Molina provides further explanation of Molinism in his last disputation (not covered here) - Disputation 53: On Predeterminations, and where the certitude of God's knowledge of future contingents comes from (Parts 1-4). Kenneth Keathley's book Salvation & Sovereignty: A Molinist Appraoch also provides a Molinist understanding of the famed TULIP for modern readers. The impacts of Luis Molina's insights into God's Sovereignty and its compatibility with human free will is remarkable, while doing justice to scripture.
So, why has no one ever heard of Molinism? The likely answer is because Molinism is often challenging to explain when compared to Arminianism and Calvinism.
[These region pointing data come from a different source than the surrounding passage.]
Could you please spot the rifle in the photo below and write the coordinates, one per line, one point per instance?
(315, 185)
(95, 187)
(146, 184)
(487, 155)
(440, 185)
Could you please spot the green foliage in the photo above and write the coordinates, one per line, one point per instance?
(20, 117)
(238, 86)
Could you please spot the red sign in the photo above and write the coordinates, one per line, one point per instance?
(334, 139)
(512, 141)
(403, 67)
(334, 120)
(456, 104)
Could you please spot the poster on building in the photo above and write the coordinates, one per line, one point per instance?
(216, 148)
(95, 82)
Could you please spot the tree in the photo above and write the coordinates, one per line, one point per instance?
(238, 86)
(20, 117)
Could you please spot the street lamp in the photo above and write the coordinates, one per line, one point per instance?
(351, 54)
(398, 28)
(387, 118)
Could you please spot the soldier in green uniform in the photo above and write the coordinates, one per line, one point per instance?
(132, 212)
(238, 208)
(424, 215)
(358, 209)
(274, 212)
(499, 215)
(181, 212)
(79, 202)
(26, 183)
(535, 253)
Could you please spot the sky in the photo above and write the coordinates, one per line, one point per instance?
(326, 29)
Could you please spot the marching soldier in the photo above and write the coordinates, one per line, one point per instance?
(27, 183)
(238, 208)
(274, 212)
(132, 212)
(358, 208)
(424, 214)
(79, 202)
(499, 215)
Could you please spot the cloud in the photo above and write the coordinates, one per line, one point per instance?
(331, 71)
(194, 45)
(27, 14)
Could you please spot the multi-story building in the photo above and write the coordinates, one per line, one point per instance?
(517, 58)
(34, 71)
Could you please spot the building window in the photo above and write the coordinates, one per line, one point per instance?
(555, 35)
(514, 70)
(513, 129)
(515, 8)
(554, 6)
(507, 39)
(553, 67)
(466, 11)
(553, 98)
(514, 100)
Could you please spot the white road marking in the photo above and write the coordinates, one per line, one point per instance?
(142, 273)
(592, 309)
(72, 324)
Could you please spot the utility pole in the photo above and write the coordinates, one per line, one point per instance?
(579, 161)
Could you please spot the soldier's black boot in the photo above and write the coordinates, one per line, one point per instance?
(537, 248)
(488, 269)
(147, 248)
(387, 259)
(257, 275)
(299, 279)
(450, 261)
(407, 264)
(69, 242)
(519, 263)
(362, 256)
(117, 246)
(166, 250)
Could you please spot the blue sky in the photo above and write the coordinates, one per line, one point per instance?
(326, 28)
Yet, despite his Scholasticism, Luis Molina explains it best:
Disp 52.29 – For (i) the things that issue forth from our choice or depend on it are not going to happen because they are foreknown by God as going to happen, but, to the contrary, they are foreknown by God as going to happen in this or that way because they are so going to happen by virtue of our freedom of choice – though if they were going to happen in a contrary way, as they are able to, then from eternity they would be foreknown as going to happen in that contrary way instead of in the way they are in fact foreknown as going to happen – and, indeed, (ii) the knowledge by which God knew absolutely that such-and-such things would come to be is not a cause of things, but rather, once the order of things that we see has been posited by free determination of the divine will, then (as Origen and the other Fathers observe) the effects will issue forth from their causes – naturally from natural causes, freely and contingently with respect to both parts from free causes – just as if God had no foreknowledge of future events.
9/5/2014 06:47:43 am
Hello! Excellent summary of Molinism. I am a student, and may have a quasi-molinistic model written up at some point, which you may want to look at. I am appreciative of your work
9/8/2014 06:51:32 am
Glad you found it useful. If you can offer a variation of Molinism that is free from some of the issues of sovereignty & free will that would certainly be an interesting read!